Las homilías del sacerdote Enrique Iceda son cátedras de elocuencia poético–religiosa, de fluidez sonora en la narrativa de las parábolas, y de infinitas reflexiones. Una de esas homilías, que todavía es fiesta en mi memoria, fue celebrada hace varios años en homenaje a los periodistas, y por su temática sigue vigente: la misión del ser humano es amar.
La misión del ser humano es amar. Amar la verdad con responsabilidad y decoro. Amar la honestidad, el derecho a la vida, la tolerancia, el diálogo y el deber ineludible de hacer el bien. Amar la paz interior, la fiesta santificada del corazón y proscribir de nuestras manos los protervos instintos de la violencia.
El hombre cuando ama humaniza su conciencia, y sus acciones se desdoblan radiantes como racimos de luz al amanecer, y transparentes como el agua en las fronteras milenarias de la vida y de los sueños. Quien ama siembra respeto y ternura, y recoge cosechas de íntimas delicias. Quien ama y se siente amado no debilita el amor en sus manos con el peso nocivo de las armas ni aleja la esperanza con el filo del odio y la venganza.
El padre, cuando ama, ve las flores de la aurora detenerse en los ojos de sus hijos, y siente que el brillo inocente de esos ojos es como los ojos de los niños inocentes que brillan con la ilusión de vivir y crecer lejos de las acciones de violencia y de terror. La misión de amar es vivir dignificando la vida. La vida es un bien absoluto e inalienable, porque es un valor supremo, es el primero y el centro de todos los valores.
De Dios somos un soplo, y pasajeros efímeros de un viaje terrenal. Nacemos dotados de dones y virtudes. La mayor virtud es el amor, que viene en los colores del viento para tejer la vida y la historia personal. El Señor nos concede la vida para ser felices, para defender nuestros derechos, para compartir las maravillas del universo, para condenar la injusticia, para ser honestos y esperar honestidad de los demás. Vivir haciendo el bien nos fortifica, nos redime de la mezquindad y del prematuro olvido de la muerte.

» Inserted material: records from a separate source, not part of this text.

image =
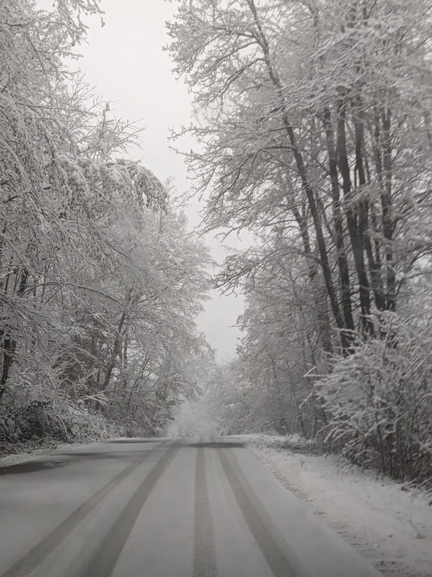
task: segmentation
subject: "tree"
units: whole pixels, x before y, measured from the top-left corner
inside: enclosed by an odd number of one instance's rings
[[[411,261],[429,250],[412,226],[430,221],[429,18],[422,1],[202,0],[168,27],[208,228],[300,238],[346,352],[373,306],[396,308],[400,241]]]
[[[210,259],[169,186],[118,158],[139,127],[66,66],[95,13],[0,5],[0,399],[150,430],[196,387]]]

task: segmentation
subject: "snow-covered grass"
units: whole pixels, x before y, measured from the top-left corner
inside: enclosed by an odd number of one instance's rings
[[[297,437],[236,439],[386,577],[432,576],[432,494],[335,455],[302,454]]]
[[[67,451],[73,451],[79,447],[85,447],[94,440],[94,439],[89,439],[87,443],[58,443],[53,444],[49,447],[43,447],[39,449],[33,449],[31,451],[6,455],[0,458],[0,469],[2,469],[3,467],[10,467],[11,465],[18,465],[21,463],[26,463],[28,461],[32,461],[39,457],[58,452],[60,449],[65,452]]]

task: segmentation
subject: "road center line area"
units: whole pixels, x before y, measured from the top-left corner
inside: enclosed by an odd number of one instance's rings
[[[64,457],[0,477],[0,577],[381,575],[229,437]]]

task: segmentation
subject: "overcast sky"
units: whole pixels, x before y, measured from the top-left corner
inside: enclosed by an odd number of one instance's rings
[[[88,81],[112,102],[117,116],[131,121],[142,119],[147,129],[142,150],[134,152],[161,180],[175,178],[177,190],[189,189],[182,158],[172,152],[167,141],[169,129],[188,124],[190,99],[186,88],[171,72],[173,65],[162,47],[169,42],[165,23],[172,17],[175,3],[164,0],[103,0],[105,25],[98,18],[87,18],[88,44],[79,48],[79,62]],[[187,149],[193,143],[185,142]],[[199,222],[196,202],[188,211],[190,221]],[[221,261],[224,253],[219,243],[208,235],[212,256]],[[211,347],[222,358],[233,357],[240,332],[233,327],[242,312],[241,296],[219,296],[212,293],[206,313],[198,319]]]

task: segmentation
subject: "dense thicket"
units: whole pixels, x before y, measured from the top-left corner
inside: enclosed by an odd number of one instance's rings
[[[262,417],[250,426],[319,432],[427,481],[429,3],[179,5],[170,50],[194,96],[184,130],[202,144],[189,161],[206,226],[257,239],[219,279],[247,296],[242,382]]]
[[[51,419],[66,434],[89,409],[154,430],[206,347],[206,250],[166,188],[120,158],[139,127],[69,69],[94,13],[0,2],[0,441],[31,414],[33,432]]]

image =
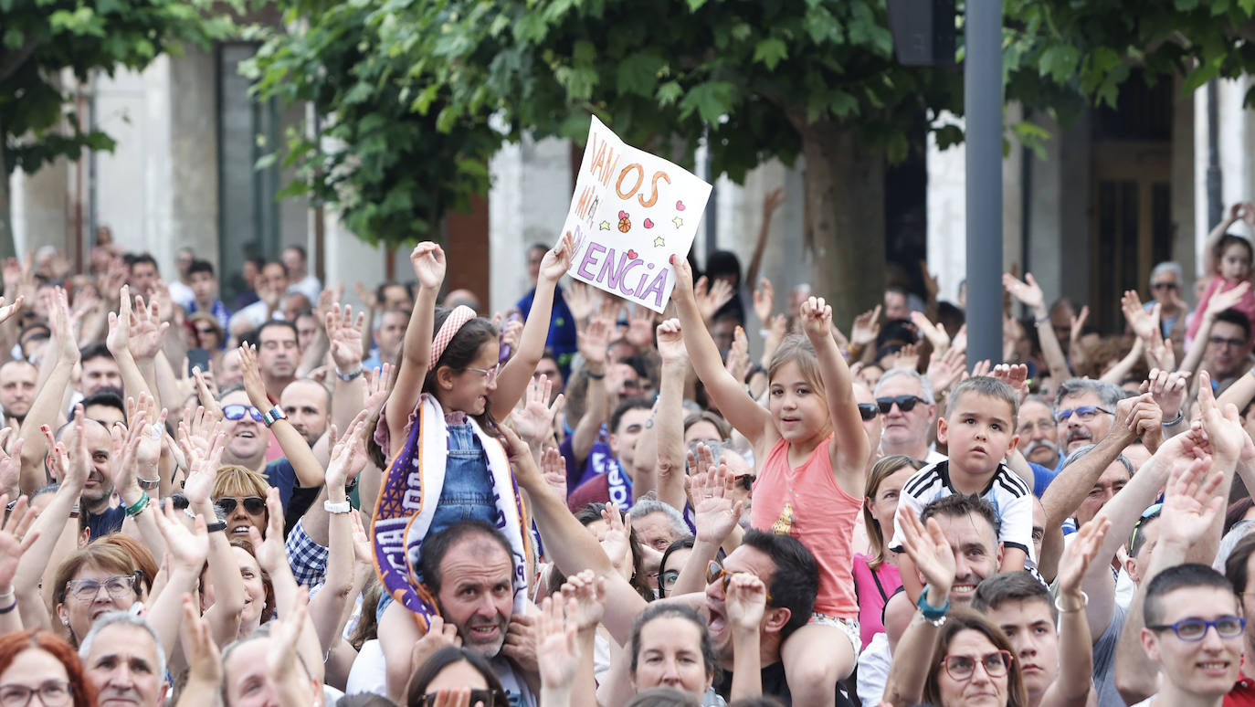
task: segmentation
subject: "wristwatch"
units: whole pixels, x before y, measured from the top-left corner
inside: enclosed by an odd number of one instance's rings
[[[364,373],[365,370],[366,370],[365,368],[361,368],[361,367],[359,365],[359,367],[358,367],[358,369],[356,369],[356,370],[354,370],[353,373],[340,373],[340,369],[338,368],[338,369],[335,370],[335,377],[336,377],[336,378],[339,378],[340,380],[344,380],[345,383],[348,383],[348,382],[350,382],[350,380],[354,380],[354,379],[356,379],[356,378],[358,378],[359,375],[361,375],[361,374],[363,374],[363,373]]]
[[[266,423],[266,427],[270,427],[271,424],[279,422],[280,419],[287,419],[287,413],[284,412],[284,408],[279,406],[270,408],[269,411],[266,411],[265,414],[261,416],[261,421]]]

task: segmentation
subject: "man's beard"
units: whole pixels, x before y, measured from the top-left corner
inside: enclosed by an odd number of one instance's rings
[[[1040,448],[1050,450],[1050,456],[1052,457],[1058,457],[1059,456],[1059,446],[1055,445],[1054,442],[1052,442],[1049,440],[1034,440],[1034,441],[1032,441],[1032,442],[1028,443],[1028,447],[1024,447],[1024,458],[1027,458],[1027,460],[1032,458],[1033,457],[1033,452],[1035,452],[1035,451],[1038,451]]]

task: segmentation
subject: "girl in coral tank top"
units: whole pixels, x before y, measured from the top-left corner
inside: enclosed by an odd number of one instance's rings
[[[836,683],[858,653],[853,583],[853,527],[862,506],[867,434],[852,375],[832,338],[832,308],[802,303],[802,334],[791,334],[772,359],[764,409],[729,374],[693,295],[693,271],[673,259],[684,344],[707,393],[763,460],[750,521],[797,537],[820,564],[820,594],[807,625],[784,639],[781,658],[794,704],[833,704]]]

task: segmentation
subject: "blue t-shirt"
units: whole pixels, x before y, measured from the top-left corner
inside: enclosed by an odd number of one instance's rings
[[[89,514],[87,509],[83,512],[87,514],[87,527],[92,531],[88,536],[90,540],[120,531],[122,521],[127,520],[127,509],[122,506],[113,506],[100,515]]]
[[[318,492],[323,487],[299,486],[296,470],[292,468],[292,462],[287,461],[287,457],[280,457],[267,463],[262,473],[266,476],[267,483],[279,488],[279,501],[284,504],[284,537],[287,537],[287,534],[314,504],[314,499],[318,497]]]
[[[518,300],[515,305],[518,311],[523,315],[523,320],[532,311],[532,300],[536,298],[536,288],[532,288],[530,293],[523,295],[523,299]],[[550,311],[550,332],[545,338],[545,345],[557,355],[557,365],[562,370],[562,377],[567,377],[571,373],[571,358],[576,352],[576,332],[575,332],[575,316],[571,315],[571,308],[566,306],[566,299],[562,298],[562,288],[553,288],[553,308]]]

Quien no ama es un pasajero que siempre se ubica en lugar equivocado. La ceniza prevalece en el desierto de sus sueños, y hasta teme detenerse solo frente al espejo. Huye de la mirada blanca de la luna, de las sonatinas rosadas de la tarde, de la melodía que emerge del idilio de las cuerdas de la guitarra. Huye de los fantasmas de la nostalgia, de la algazara infantil de los recuerdos, su triste aventura es la amenaza y la violencia. Los violentos justifican sus razones en sórdidos dogmas y cicateras doctrinas.
Para encontrar la primavera de la esperanza hay que amar, y amar a plenitud. Que el Todopoderoso nos ilumine a todos para encontrar el abecedario del camino que le permita a Colombia escribir el diálogo de la no violencia, del respeto por la vida y de los acuerdos fundamentales para superar la crisis del país.